Figure 1. A schematic overview of intergenerational versus transgenerational epigenetic inheritance via the maternal and the paternal germline.

Insults of environmental exposures on a mother (F0) during gestation can directly influence the fetus (F1) and its developing germ cells (F2). In the same way, environmental stressors can directly affect the male or female before gestation (F0) and their germline (F1). These phenotypic effects observed after direct exposure represent intergenerational epigenetic inheritance (light blue). Transgenerational epigenetic inheritance represents the phenotypic changes observed on F2 generation offspring or on F3 generation offspring and beyond in the case of a gestating mother induced after indirect exposure to environmental stimuli (light pink).

Figure 2. Epigenetic mechanisms that mediate intergenerational and transgenerational transmission of traits.

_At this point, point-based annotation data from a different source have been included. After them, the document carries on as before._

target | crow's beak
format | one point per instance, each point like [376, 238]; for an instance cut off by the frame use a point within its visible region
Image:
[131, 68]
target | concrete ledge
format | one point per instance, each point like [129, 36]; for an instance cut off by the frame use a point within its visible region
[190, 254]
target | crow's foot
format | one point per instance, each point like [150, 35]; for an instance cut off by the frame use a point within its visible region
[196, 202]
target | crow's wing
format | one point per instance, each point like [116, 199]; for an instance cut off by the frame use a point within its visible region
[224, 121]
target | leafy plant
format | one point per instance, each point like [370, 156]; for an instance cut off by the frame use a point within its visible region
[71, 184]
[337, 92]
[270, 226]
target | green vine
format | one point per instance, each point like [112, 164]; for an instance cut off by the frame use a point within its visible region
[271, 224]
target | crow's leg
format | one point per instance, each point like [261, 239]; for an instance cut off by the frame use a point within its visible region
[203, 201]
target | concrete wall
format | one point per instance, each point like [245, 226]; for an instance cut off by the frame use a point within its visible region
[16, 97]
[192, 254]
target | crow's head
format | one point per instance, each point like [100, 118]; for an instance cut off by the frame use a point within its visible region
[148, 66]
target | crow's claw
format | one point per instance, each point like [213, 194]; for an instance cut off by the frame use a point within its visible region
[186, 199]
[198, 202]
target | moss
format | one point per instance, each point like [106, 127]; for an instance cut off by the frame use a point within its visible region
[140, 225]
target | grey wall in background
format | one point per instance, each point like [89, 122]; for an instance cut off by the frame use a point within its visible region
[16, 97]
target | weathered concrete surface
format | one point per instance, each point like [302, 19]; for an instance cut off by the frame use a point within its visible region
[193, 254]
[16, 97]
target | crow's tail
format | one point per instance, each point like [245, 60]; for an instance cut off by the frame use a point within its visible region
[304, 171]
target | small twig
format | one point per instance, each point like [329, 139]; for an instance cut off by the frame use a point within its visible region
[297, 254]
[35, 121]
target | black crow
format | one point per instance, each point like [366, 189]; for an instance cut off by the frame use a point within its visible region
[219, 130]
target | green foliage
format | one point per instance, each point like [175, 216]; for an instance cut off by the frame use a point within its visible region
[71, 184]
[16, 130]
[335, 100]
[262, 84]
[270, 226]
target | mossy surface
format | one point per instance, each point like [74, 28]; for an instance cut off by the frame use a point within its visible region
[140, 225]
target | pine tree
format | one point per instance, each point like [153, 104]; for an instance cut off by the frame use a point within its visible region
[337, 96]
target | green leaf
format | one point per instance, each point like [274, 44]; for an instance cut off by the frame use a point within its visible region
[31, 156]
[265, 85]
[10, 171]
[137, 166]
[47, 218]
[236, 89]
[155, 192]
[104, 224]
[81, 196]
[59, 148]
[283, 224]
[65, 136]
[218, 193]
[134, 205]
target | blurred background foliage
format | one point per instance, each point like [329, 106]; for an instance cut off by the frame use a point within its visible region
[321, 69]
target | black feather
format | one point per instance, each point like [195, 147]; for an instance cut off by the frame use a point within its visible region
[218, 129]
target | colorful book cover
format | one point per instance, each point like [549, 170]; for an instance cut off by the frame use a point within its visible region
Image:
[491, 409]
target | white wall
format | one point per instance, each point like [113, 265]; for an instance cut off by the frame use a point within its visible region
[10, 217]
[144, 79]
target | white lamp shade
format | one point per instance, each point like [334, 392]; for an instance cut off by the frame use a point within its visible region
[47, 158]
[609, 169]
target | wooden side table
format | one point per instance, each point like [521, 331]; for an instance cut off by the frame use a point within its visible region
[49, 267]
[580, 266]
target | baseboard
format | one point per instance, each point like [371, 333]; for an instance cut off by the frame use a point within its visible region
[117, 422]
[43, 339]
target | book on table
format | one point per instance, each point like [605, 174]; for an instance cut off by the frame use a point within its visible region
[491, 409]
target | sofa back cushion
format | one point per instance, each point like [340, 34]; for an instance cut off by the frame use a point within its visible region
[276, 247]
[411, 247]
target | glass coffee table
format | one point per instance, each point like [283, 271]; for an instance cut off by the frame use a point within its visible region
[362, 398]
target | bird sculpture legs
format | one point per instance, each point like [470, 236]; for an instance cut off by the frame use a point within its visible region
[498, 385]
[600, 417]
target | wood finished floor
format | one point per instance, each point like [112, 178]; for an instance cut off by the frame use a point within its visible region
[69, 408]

From left to right the Figure shows the different types of organisms, the immune triggers leading to the epigenetic reprogramming, the molecules and mediators involved in the establishment of the epigenetic changes and the transmission of the epigenetic memory to the offspring, and the phenotypic effects observed across multiple generations. (A) In plants, the first line of defense includes Volatile Organic Compounds (VOCs) emission upon Pathogen-Associated Molecular Patterns and/or Damage-Associated Molecular Patterns (DAMPs) engagement. siRNA-guided DNA methylation and chromatin modification contribute to epigenetic regulation and influence gene expression patterns and genome stability. Especially de novo methylation of DNA after exposure to DAMPs or PAMPs is involved in the establishment of epigenetic memory in the next generation. (B) DNA methyltransferase 2 (Dnmt2) is one of the key enzymes of epigenetic regulation in invertebrates. Dnmt2 can lead to immune-related gene methylation and tRNA methylation by the transfer of methyl groups. (C) In rodents, sperm small RNAs are central mediators of the establishment and transfer of epigenetic information. DNA methylation and histone modifications on both egg and sperm are also involved in epigenetic inheritance mechanisms. (D) DNA methylation of genes related to immune function and neurodevelopmental pathways leading to a tightly packed chromatin structure and thus limiting gene expression have been demonstrated in humans after viral infections.

Figure 3. Epigenetic mechanisms that mediate transgenerational epigenetic inheritance through sperm (small RNAs) and through egg (DNA methylation).

(A) Male mice experimentally infected with tachyzoites of Toxoplasma gondii showed changes in sperm small RNAs. Sperm was retrieved and the total small RNA was isolated and injected into the pronucleus of fertilized eggs using micro-injecting method. Surviving zygotes developed in cell cultures and the embryos were implanted into surrogate mothers. The resulting male and female offspring recapitulated the behavioral changes of first and second-generation offspring from T. gondii-infected fathers. (B) A DNA methylation-edited mouse was generated using mouse embryonic stem cells (mESCs), in which targeted CpG islands in promoters of two metabolism-related genes were methylated and silenced. The DNA methylation-edited mESCs were microinjected into 8-cell embryos (epiblast stage) to create a mosaic mouse with normal and methylation-edited cells. The induced DNA methylation and the associated silencing of the specific gene expression stood stably transferred through maternal and paternal germlines across at least 4 generations.

Figure 4. Overview of the species phylogeny of the organisms in which intergenerational and/or transgenerational effects have been demonstrated.

The phylogenetic tree includes 2 plant species: Linaria vulgaris and Arabidopsis thaliana, 10 invertebrate species: Plodia interpunctella, Galleria mellonella, Manduca sexta, Tribolium castaneum, Tenebrio molitor, Bombus terrestris, Culex pipiens, Daphnia magna, Artemia franciscana and Caenorhabditis elegans, and 4 vertebrate species: Mus musculus, Rattus norvegicus, Onychomys and Homo sapiens.